Bertrand-Krajewski (2007) rappelle que les modèles ne sont pas encore suffisamment explicatifs mais reproduisent seulement les observations disponibles pour leur construction et/ou leur calage. Le manque de données en qualité et en quantité dans la plu part des études constitue aujourd’hui une raison majeure de la discutabilité des modèles.

La quantité de données requise est d’autant plus indispensable que les modèles sont complexes. Un nombre important de paramètres à caler requiert une base de données suffisante afin d’éviter les problèmes de surparamétrisation des modèles lors de la procédure de calage

(Beven 2009). Beven (2009, partie 1.1) souligne la difficulté de disposer de mesures à l’échelle de laquelle les prédictions veulent être faites.

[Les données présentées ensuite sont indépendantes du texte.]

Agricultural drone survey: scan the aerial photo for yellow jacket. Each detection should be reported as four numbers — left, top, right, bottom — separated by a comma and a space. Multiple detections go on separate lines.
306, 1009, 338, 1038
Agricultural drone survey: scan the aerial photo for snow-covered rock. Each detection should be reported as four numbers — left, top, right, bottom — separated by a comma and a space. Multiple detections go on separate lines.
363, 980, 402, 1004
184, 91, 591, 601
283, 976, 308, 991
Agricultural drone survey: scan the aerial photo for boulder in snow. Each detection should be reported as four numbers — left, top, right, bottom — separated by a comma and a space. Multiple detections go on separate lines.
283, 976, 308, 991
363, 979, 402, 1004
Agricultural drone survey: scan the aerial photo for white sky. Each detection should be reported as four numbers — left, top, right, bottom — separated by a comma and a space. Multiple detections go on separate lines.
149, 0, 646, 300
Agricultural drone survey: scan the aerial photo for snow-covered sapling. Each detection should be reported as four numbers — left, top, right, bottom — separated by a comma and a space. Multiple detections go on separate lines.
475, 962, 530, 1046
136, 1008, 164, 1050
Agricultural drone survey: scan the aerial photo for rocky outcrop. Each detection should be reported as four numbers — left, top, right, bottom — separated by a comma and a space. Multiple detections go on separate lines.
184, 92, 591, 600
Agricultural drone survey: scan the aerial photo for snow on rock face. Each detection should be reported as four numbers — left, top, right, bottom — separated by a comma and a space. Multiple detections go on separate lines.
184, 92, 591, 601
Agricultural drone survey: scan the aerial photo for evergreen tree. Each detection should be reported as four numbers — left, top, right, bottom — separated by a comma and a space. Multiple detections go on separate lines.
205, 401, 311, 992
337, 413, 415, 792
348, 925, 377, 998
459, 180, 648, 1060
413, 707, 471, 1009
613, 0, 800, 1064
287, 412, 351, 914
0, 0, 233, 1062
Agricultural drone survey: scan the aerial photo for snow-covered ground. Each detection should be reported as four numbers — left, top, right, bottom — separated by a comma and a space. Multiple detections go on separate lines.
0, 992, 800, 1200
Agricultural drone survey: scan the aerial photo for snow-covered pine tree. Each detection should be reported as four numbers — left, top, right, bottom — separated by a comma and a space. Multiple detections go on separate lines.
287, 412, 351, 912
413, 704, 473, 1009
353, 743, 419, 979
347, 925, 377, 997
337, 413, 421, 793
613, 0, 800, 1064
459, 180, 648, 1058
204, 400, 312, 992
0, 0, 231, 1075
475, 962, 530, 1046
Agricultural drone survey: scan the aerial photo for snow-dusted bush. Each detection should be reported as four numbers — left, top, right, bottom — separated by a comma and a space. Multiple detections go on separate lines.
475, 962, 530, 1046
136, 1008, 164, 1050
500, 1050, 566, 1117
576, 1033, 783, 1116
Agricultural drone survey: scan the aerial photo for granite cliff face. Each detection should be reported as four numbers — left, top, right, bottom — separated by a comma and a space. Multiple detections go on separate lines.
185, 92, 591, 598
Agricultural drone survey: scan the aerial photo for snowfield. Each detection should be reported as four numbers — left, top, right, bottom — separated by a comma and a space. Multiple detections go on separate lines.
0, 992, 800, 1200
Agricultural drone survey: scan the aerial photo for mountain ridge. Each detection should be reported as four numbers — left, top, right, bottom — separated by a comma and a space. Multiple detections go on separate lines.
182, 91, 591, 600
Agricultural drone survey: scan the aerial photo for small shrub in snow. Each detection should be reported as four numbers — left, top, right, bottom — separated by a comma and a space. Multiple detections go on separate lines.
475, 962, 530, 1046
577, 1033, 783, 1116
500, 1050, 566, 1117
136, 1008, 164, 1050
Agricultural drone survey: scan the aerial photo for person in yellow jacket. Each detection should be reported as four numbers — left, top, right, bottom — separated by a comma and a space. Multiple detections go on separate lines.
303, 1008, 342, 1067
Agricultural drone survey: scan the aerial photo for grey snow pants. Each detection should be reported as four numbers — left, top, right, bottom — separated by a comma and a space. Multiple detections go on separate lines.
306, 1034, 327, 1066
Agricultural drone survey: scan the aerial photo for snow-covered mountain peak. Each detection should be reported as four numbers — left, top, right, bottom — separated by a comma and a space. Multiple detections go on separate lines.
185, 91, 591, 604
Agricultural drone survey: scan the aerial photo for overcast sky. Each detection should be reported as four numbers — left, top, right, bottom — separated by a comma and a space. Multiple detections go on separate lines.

1.3.3 La difficulté des procédures de calage et de calcul des

incertitudes

L’incertitude sur les structures des modèles et le manque de données rendent difficile la mise en œuvre des procédures de calage. Il n’est en général pas possible de trouver un jeu optimal de paramètres (Duan et al. 1992; Kuczera et Parent 1998), et les surfaces de réponse des modèles sont d’autant plus complexes que le nombre de paramètres est élevé. L’évaluation des incertitudes de prédiction des modèles est une étape incontournable pour une utilisation fiable des modèles. La mise en œuvre des outils statistiques pour l’évaluation des incertitudes devient d’autant plus que difficile que la complexité des modèles augmente (voir Partie 2).

1.3.4 Conclusion

Face à ces difficultés, les auteurs s’accordent donc à l’heure actuelle sur les trois points suivants :

- Il est nécessaire de continuer à acquérir davantage de données afin de mieux comprendre les facteurs régissant les processus de production des polluants par temps de pluie.

- Il n’y a pas un bon modèle, mais le choix du modèle et de son niveau de complexité doit prendre en compte les besoins et objectifs de l’étude ainsi que la quantité de données disponibles. Ainsi le modèle le plus simple qui permet de répondre aux objectifs de l’étude est-il préconisé (Harremoës et Madsen 1999; Rauch et al. 2002; Doherty et Johnston 2003). Cette approche est d’autant plus pertinente dans les cas où les modèles de qualité des RUTP sont intégrés comme sous-modèles dans un modèle plus large du système d’assainissement (Rauch et al. 2002; Obropta et Kardos 2007; Freni et al. 2010a; Willems 2010).

- Il est nécessaire d’évaluer les incertitudes lors du calage des modèles, afin de garantir une utilisation ultérieure assortie de l’évaluation de son niveau d’incertitude en prédiction. Ceci nécessite l’application d’outils et de méthodes appropriés (voir partie 2).